Mencekam , latar suasana ini tergambar pada saat ketiga musafir ini ketahuan kalau mereka
adalah penipu karena mereka berkelahi hingga menyebabkan kegaduhan sampai datang
kepala desa dan para warga yang pada akhirnya mengetahui kebenarannya, ketiga musafir itu
ingin di bawa kejaksa di Batangboru sebelum akhirya dia kabur meloloskan diri yang terdapat
pada kutipan berikut:
“Dengan sangat terperanjat dan terburu-buru, yang empunya rumah pun keluar.
Didapatinya si Togop sedang menghatam Sutan Menjinjing Alam, lalu ditolakkannya
sambil berkata dengan gusar. “Tidak tahu adat engkau ini, berani menjatuhkan
tangan kepada rajamu!”

“Ia bukan raja, bukan kepala kampung, tetapi penipu... Ia yang mengajak kami
menipu Engku, menyuruh kami menyebut dia kepala kampung...”

“Engkau pun penipu!” kata kepala kampung palsu itu terengah-engah sebab
ketakutan.

“O, sekarang aku sudah mengerti, kamu bertiga ini bangsat...penipu...menyungkahkan


nasiku dengan akal busuk. Ayo! Kamu orang kampung ini, tangkap ketiga bangsat ini, boleh
kita bawa kepada Engku Jaksa di Batangtoru,

d. Memahami penyudutpandangan

Cerpen ini menggunakan sudut pandang orang ketiga. Nama tokoh dominan digunakan
untuk menceritakan peristiwa atau pengalaman tokoh dalam cerita seperti digambarkan
dalam kutipan berikut ini.

“Di kampung itu tidak ada lepau nasi, kenalan kitapun tidak ada. Di manakah kita akan
menumpang? Bertanak sendiri dalam puasa begini, saya tak sanggup rasanya” kata
seorang, yang bernama si Burkat.

e. Memahami tema
Tema cerpen ini adalah kebohongan dan penipuan. Ini terlihat dari data berikut.

“Aku dapat suatu akal,” berkata si Burkat sambil memadang kedua temannya berganti-ganti.
Salah seorang di antara kita bertiga, kita panggilkan kepala kampung.”

“....Kita semua tahu, orang yang tenama atau orang yang berpangkat lebih dimalui orang
daripada orang sembarang saja. Jadi, salah seorang diantara kita, kita sebut kepala
kampung, dua orang jadi pengiringnya. Dengan hal demikian, di kampung ini kita menetap
saja ke rumah kepala kampungnya. Saya rasa dia suka menjamu kita buat semalam ini.”

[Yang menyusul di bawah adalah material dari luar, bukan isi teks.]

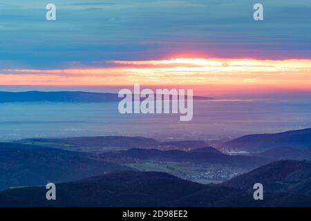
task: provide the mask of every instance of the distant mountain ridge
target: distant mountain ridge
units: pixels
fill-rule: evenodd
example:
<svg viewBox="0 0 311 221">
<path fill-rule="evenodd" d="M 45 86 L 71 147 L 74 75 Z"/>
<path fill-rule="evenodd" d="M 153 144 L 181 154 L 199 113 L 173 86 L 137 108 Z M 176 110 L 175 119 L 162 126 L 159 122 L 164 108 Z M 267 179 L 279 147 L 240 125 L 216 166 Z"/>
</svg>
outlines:
<svg viewBox="0 0 311 221">
<path fill-rule="evenodd" d="M 257 182 L 263 185 L 265 192 L 311 196 L 311 162 L 278 161 L 232 178 L 221 185 L 251 190 Z"/>
<path fill-rule="evenodd" d="M 311 148 L 311 128 L 279 133 L 249 135 L 223 144 L 223 148 L 229 152 L 260 153 L 268 149 L 282 147 Z"/>
<path fill-rule="evenodd" d="M 0 91 L 0 103 L 6 102 L 119 102 L 117 93 L 84 91 Z M 213 98 L 194 96 L 194 99 L 209 100 Z"/>
<path fill-rule="evenodd" d="M 30 138 L 18 141 L 21 144 L 64 148 L 69 151 L 88 147 L 156 148 L 161 150 L 191 151 L 207 146 L 200 140 L 160 142 L 153 138 L 129 136 L 97 136 L 64 138 Z M 80 148 L 82 147 L 82 148 Z"/>
</svg>

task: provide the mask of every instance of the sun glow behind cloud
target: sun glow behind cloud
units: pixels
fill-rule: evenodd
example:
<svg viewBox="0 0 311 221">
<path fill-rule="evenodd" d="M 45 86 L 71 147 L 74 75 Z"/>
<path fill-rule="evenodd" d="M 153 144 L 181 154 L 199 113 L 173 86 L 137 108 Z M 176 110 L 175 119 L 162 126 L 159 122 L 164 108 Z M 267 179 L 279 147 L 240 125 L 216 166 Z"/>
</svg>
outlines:
<svg viewBox="0 0 311 221">
<path fill-rule="evenodd" d="M 111 61 L 102 68 L 2 70 L 1 85 L 189 85 L 311 90 L 311 60 L 177 58 Z"/>
</svg>

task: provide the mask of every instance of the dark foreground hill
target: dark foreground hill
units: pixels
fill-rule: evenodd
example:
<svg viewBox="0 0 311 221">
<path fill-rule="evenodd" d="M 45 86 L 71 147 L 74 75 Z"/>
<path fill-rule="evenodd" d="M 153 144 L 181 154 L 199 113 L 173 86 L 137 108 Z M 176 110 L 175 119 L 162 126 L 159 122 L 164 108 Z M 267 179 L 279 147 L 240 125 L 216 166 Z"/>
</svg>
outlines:
<svg viewBox="0 0 311 221">
<path fill-rule="evenodd" d="M 77 180 L 131 168 L 85 153 L 0 143 L 0 190 Z"/>
<path fill-rule="evenodd" d="M 282 147 L 311 148 L 311 128 L 245 135 L 224 144 L 224 148 L 227 151 L 256 153 Z"/>
<path fill-rule="evenodd" d="M 311 162 L 282 160 L 234 177 L 223 186 L 252 189 L 261 183 L 265 191 L 311 196 Z"/>
<path fill-rule="evenodd" d="M 44 186 L 0 193 L 0 206 L 311 206 L 308 196 L 267 193 L 256 201 L 253 193 L 206 186 L 164 173 L 113 173 L 56 185 L 57 200 L 46 199 Z"/>
</svg>

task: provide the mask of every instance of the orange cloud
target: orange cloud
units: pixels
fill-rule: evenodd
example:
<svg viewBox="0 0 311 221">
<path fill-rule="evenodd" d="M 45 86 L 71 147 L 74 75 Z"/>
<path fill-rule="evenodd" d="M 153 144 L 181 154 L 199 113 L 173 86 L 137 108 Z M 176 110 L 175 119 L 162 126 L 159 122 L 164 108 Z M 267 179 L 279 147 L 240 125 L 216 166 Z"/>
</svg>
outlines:
<svg viewBox="0 0 311 221">
<path fill-rule="evenodd" d="M 111 61 L 113 67 L 2 70 L 1 85 L 192 85 L 219 88 L 311 90 L 311 59 L 280 61 L 178 58 Z"/>
</svg>

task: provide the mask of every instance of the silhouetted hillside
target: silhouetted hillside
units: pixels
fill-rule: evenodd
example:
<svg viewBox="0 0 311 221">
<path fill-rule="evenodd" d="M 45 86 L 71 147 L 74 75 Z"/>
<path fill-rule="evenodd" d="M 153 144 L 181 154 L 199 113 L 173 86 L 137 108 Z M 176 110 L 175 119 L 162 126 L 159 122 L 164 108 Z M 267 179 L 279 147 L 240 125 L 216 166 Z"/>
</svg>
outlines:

“Baik. Tetapi mula-mula patutlah saya diberi bergelar dahulu. Sebut sajalah saya Sutan
Menjinjing Alam. Tetapi hati-hati, jangan sesat, kalau-kalau terbuka rahasia kita. Jika terbuka,
bukan saja kita tidak dapat makan, tetapi badan kita akan merasai pula orang buat...”
f. Memahami totalitas makna dalam cerita
Tema cerpen ini adalah kebohongan yang terus ditutupi dengan kebohongan
begitupula penipuan akan terus ditutupi dengan penipuan yang tidak bertepi.